New figures outlining just how severe New Zealand’s teacher shortage is have been released.
The scale of the shortages means that, in addition to encouraging more New Zealanders into teaching, the country will need to look overseas to bring in qualified teachers.
According to NZ’s Education Minister Chris Hipkins, the number of people enrolled in teacher training has dropped by a massive 40 per cent.
Between 2010 and 2016 (the latest available figures), those enrolled in Initial Teacher Education (ITE) fell from 14,585 to just 8,895. During this period, New Zealand’s population grew by around 400,000. Those who completed ITE dropped from 5,010 to 3,665.

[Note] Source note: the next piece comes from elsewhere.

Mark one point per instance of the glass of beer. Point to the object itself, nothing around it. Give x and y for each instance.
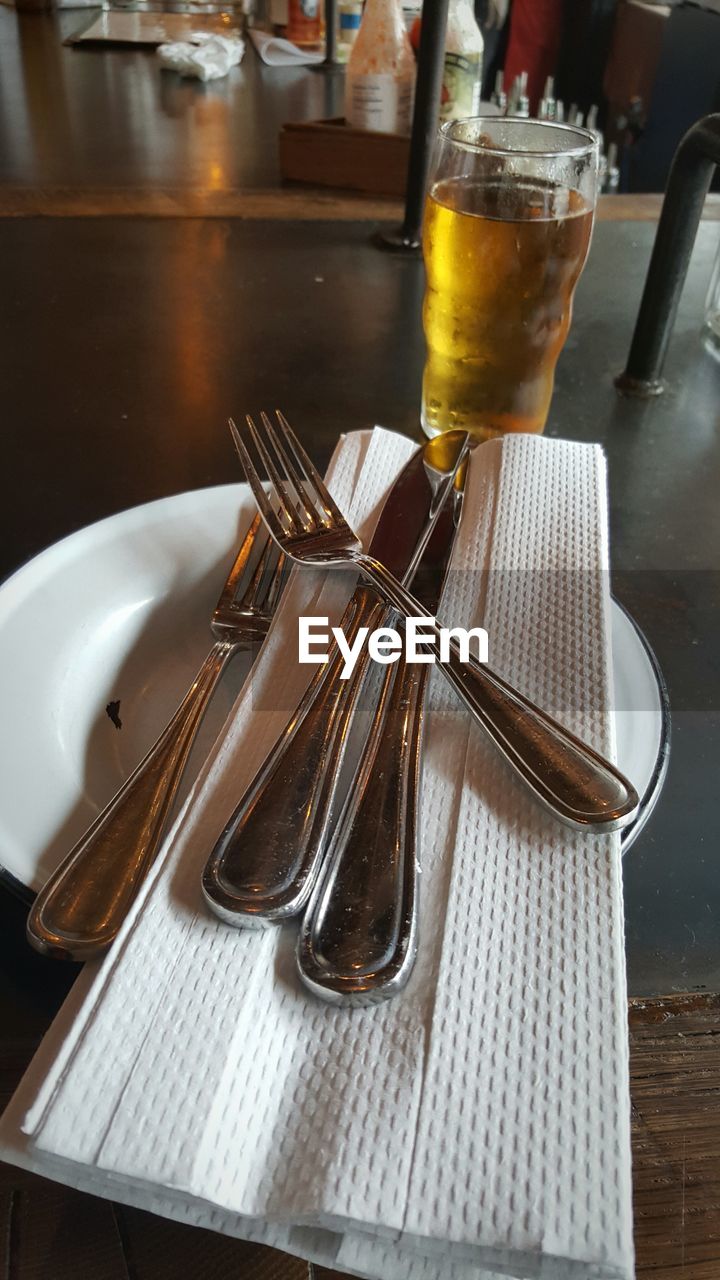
(506, 232)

In addition to potentially recruiting overseas, the government has taken a number of steps to improve the education system and encourage more New Zealanders to become teachers.
These steps include:
– Introducing a NZ$9.5 million teacher supply package before Christmas;
– Removing National Standards – which Hipkins says many teachers and parents strongly opposed;
– Giving teachers and principals more say on the way their profession is led and administered; and
– Started the ball rolling on ways to tackle the long-term strategic issue of making the teaching profession more attractive.
One major issue that many overseas qualified teachers have previously faced with regards to finding work in a NZ school is getting their qualifications assessed to the NZ standard.
Nearly all foreign teachers had to complete a Teacher Education Refresher (TER) course at a cost of NZ$4,000. However, in December, Hipkins announced that the costs of the TER would be met by the ministry for teachers enrolled and starting the course before 30th June.